47都道府県の最低賃金(時給)の2025年度改定額が4日、出そろった。共同通信の集計によると、8割に当たる39道府県が国の示した引き上げ額の目安を超えた。上乗せ額の最大は熊本の18円。大分が17円、秋田が16円で続いた。時給は、最高が東京の1226円で、最も低いのは高知、宮崎、沖縄の1023円。全都道府県で初めて千円を突破する。
目安を超える自治体は前年度の27県から大幅に増えた。人口流出や物価高が続く中、隣県や都市部との人材獲得競争が要因とみられる。

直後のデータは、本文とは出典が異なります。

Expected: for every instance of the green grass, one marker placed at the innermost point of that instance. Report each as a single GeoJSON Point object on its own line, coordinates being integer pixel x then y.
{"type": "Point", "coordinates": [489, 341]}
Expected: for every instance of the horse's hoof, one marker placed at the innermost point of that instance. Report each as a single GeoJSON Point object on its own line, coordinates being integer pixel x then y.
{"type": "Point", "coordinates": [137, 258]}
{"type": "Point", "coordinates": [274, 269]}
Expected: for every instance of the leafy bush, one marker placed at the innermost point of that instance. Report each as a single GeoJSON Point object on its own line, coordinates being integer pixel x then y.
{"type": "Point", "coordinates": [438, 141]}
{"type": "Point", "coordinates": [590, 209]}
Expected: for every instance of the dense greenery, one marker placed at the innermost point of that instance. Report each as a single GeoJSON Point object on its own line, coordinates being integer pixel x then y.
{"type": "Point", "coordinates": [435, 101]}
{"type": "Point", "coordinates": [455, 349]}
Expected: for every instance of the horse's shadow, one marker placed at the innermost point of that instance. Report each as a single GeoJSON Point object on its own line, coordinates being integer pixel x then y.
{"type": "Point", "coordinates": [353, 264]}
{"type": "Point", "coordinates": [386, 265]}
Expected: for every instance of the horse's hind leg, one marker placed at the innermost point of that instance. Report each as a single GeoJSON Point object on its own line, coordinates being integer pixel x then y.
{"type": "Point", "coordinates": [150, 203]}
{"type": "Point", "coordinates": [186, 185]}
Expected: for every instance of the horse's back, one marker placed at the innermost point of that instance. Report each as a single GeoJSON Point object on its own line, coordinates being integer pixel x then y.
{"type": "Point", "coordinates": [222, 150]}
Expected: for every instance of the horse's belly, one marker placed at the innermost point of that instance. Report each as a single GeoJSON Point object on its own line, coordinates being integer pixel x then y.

最低賃金の引き上げは中小企業の経営には重荷になり、政府の支援策が焦点となる。
目安への大幅な上乗せは最低賃金が低い東北や九州などで目立った。39道府県は他に岩手、福島、群馬の3県が15円、愛媛と長崎の2県が14円、山形が13円、青森が12円、佐賀が10円。次いで鳥取と鹿児島が9円、島根が8円、石川など4県が7円、茨城と福井が6円。徳島や新潟など19道府県が3~1円だった。
残る東京、神奈川、愛知、大阪など8都府県は目安通りの金額とし、上乗せしなかった。
国の目安と上乗せ分を合わせた引き上げ額は、最高が熊本の82円、次いで大分の81円、秋田の80円。
最低賃金の最高額1226円と最低額1023円の差は203円で前年度より9円縮まった。
改定額は10月以降、順次適用する。25年度は、経営者側に配慮して準備期間を設けるため越年するケースもある。
最低賃金は、厚生労働省の中央最低賃金審議会が目安を示し、都道府県労働局の地方審議会が実際の金額を決める仕組み。中央審議会が先月4日、全国加重平均で過去最高の63円という目安を示した。経済情勢ごとに都道府県を三つに分け、都市部を含むA、B区分の34都道府県を63円、最低賃金の低い地方部中心のC区分の13県を64円とした。これを受け地方審議会が協議してきた。
この日は、議論が続いていた熊本、大分で決着した。福島は5日の審議会で正式決定する見通し。厚労省が5日にも全国加重平均を公表する。